# new member can anyone help



## RichS (Jun 3, 2015)

I need Transport HELP and or Advise
I am looking for a transport service to transport a HUNTER 285 from Corpus Christi area to Kansas City.

Does anyone know of a service in the Corpus Christi area?
Also does anyone know of a Sailboat trailer for sale for same sailboat.
LOA. 28.5'
Disp. 7400#
Beam 10.5'
Keel ht 5.5'
Min trailer capacity of 10,000#


----------



## Faster (Sep 13, 2005)

Assuming you've already tried this:

https://www.google.ca/webhp?sourcei...&espv=2&ie=UTF-8#q=Boat+Movers+Corpus+Christi


----------



## ccriders (Jul 8, 2006)

Call House of Boats 361-729-9018 or 1-800-566-2253. They are located in rockport Tx about 45 miles north of Corpus on the ICW and the closest haul out facility at this time. You might also call the Corpus Christ Marina 361-826-3980. They may be able to refer you to a hauling service. They cannot haul you out right now as they do not have a travel lift.
If I can be of any help, send me a pm.
John


----------



## RichS (Jun 3, 2015)

Thanks that's just what I was hoping for, someone familiar with the area and who to call. I will call tomorrow. Thanks again. I will let you know the outcome.


----------



## RichS (Jun 3, 2015)

Ok mates
I have located, purchased, a trailer for Mt Hunter 285 I hope to purchase. 
Yes you could say the "cart before the horse" and be right. The local lake requires all boats off the lake by Dec 1.
I have to have the trailer in order to hall out the boat as there are no chains or travel lifts on this lake. I don't want to get down to Dec 1 and still not have any way to get the boat out of the water. The trailer needs as little TLC but will clean up nicely. I have faith in the trailer for short trips n just not long distances yet.

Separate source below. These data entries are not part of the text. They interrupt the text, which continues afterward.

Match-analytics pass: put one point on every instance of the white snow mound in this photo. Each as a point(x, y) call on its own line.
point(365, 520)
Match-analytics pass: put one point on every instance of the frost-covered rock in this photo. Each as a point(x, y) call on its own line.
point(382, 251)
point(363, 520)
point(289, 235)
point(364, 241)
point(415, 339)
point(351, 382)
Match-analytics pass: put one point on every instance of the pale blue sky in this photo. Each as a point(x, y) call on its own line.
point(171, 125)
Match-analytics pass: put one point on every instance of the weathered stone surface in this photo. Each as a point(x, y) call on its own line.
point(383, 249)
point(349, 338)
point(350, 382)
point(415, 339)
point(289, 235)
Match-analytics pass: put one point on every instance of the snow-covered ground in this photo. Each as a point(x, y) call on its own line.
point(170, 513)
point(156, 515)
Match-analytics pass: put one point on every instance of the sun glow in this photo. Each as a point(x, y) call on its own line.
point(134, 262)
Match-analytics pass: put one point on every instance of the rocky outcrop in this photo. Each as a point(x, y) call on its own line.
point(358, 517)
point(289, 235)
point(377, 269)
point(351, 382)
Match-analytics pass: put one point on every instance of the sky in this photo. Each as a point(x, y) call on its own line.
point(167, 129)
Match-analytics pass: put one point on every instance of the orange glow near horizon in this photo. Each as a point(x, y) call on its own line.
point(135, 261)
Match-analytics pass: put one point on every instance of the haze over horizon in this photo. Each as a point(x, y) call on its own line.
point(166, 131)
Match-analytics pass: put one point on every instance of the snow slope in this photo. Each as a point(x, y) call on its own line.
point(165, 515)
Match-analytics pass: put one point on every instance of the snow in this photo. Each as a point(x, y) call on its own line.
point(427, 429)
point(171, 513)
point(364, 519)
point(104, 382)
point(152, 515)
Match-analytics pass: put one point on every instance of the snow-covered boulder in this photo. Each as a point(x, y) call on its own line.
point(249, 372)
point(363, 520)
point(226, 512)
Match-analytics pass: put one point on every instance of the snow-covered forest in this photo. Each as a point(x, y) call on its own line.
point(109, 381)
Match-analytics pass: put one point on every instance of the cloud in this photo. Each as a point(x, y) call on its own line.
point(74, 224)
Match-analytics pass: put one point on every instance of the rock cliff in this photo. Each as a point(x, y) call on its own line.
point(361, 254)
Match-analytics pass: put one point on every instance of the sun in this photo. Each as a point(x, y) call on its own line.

Now I just need to find a transport for the Hunter 285 I like in VA to Blue Springs, Missouri. 

Thanks to all for the input on the boat transport from Corpus Christi but that deal is off.


----------



## RichS (Jun 3, 2015)

Oops please forgive the friking auto correct. I thought I caught all of them. 
Best Wishes for a pleasant sail.


----------



## clip68 (Jun 26, 2014)

One thing you might consider is talking to a company like coyote logistics. While they aren't specific to the boating world, the have contacts with different transportation companies. They can help match up your location/needs with a company that can fulfill them. Just a thought.

Regards,
Chris


----------



## RichS (Jun 3, 2015)

Thanks Chris for the input that's what makes this site so nice. 
I have had two different listings on uship and have gotten no responses. However uship keeps prompting me to pay for an upgrade to get better exposure. 
Thanks again
Rich


----------



## RichS (Jun 3, 2015)

Thanks


----------



## overbored (Oct 8, 2010)

I would call Joule yacht transport and have them give you a quote. they have special rigs to haul boats and masts. they are one of the best and have trucks going all over the country. I would say it will cost about $6K to move that boat half way across the country. they are insured and if you do not use a hauling company that is insured to haul yachts, the boat insurance company will not write a rider for the boat during the move, Well, you can see where this is going. you could use a trailer but then you have to arrange all the permits in all the states.


----------